En gros, il y a la nouvelle ligne Montpellier-Perpignan. Cela représente 3 millions d’euros par an. L’État dit aux collectivités d’avancer… Je dis non. Dans le volet routier du contrat de plan État-Région, nous ne sommes pas en mesure d’apporter notre contribution, notamment pour la déviation de Lunel. C’est également le cas du canal du Rhône à Sète. Pour les routes, nous maintiendrons uniquement des opérations de sécurité absolue. Le programme de renouvellement des couches de moquette attendra si la route est en bon état. Concernant la loi Plein Emploi, les services me disent qu’il est compliqué de quantifier les surcoûts générés pour l’accompagnement. Nous n’avons pas le cryptage donc nous nous arrêtons. Pour l’hébergement des femmes victimes de violences conjugales qui relève de la responsabilité de l’Etat, c’est une dépense de 1,20 M€, on s’arrêtera aussi. Que l’État loue les chambres d’hôtel.
Avec toutes ces économies, parviendrez-vous à maintenir un budget équilibré en 2025 ?
Non, car rien qu’avec le remboursement du capital des emprunts, nous serions obligés d’emprunter. C’est donc un équilibre fictif. Et en 2025, il faut ajouter les investissements qui ont fait l’objet d’un marché public. Pour le Lien par exemple. Si je dénonce le marché – c’est impensable – l’entreprise pourrait me demander une compensation, c’est son droit, donc nous continuerons. Aux collèges de Juvignac et de Maraussan, nous les fournirons mais avec des prêts. Le montant des prêts que nous afficherons sera effrayant. Sur les travaux dans les collèges, les extensions, l’imperméabilisation des cours, nous ne pourrons pas le faire. Mais en ce qui concerne la sécurité, nous le ferons. Il faut savoir que la maintenance informatique des collèges, qui était prise en charge par l’État, nous coûte environ 17 millions d’euros. A force d’accumuler les transferts de charges, cela finit par être insupportable.

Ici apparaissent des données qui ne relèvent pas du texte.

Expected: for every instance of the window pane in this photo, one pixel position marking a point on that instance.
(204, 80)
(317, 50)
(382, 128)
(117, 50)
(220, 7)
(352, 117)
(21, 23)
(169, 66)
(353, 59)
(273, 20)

En 2025, le département de l’Hérault devrait échapper à l’effort d’économies demandé par le gouvernement aux collectivités. En avez-vous la confirmation ?
Nous n’avons pas de confirmation officielle mais cela montre que les finances des départements concernés sont réellement en difficulté. Mais le fonds de compensation de la TVA pour nos investissements va baisser de deux points. Cela représente un impact de 3 millions d’euros. En 2025, quand j’additionnerai les dépenses et les recettes, je ne sais pas comment je compléterai mon budget de fonctionnement avec l’augmentation mécanique des charges obligatoires, l’aide sociale à l’enfance, l’APA, l’allocation d’invalidité, le RSA, c’est 800 millions d’euros hors frais de personnel. Je suis dans une impasse absolue.
Les sujets comme l’eau et l’irrigation des terres restent-ils vos priorités ?
Nous continuerons à aider à la recherche, au forage, à la rénovation des canalisations, à l’assainissement. Mais les salles polyvalentes, les skateparks, les courts de tennis on dirait non.
Envisagez-vous des conséquences pour la main-d’œuvre de la communauté ?
Nous avons des missions à assumer. En revanche, j’ai demandé aux services de rationaliser au maximum si quelqu’un part en arrêt maladie. Nous allons faire de la piscine. Nous serons très vigilants sur les remplacements et les départs à la retraite.
Pensiez-vous vous retrouver si rapidement dans cette situation ?
Je suis au Département depuis trente ans, je n’ai jamais vécu ça, c’est une obsession, ça me ronge constamment. Ce qu’on a fait à Bayssan, dans les départements on ne pourrait plus le faire aujourd’hui.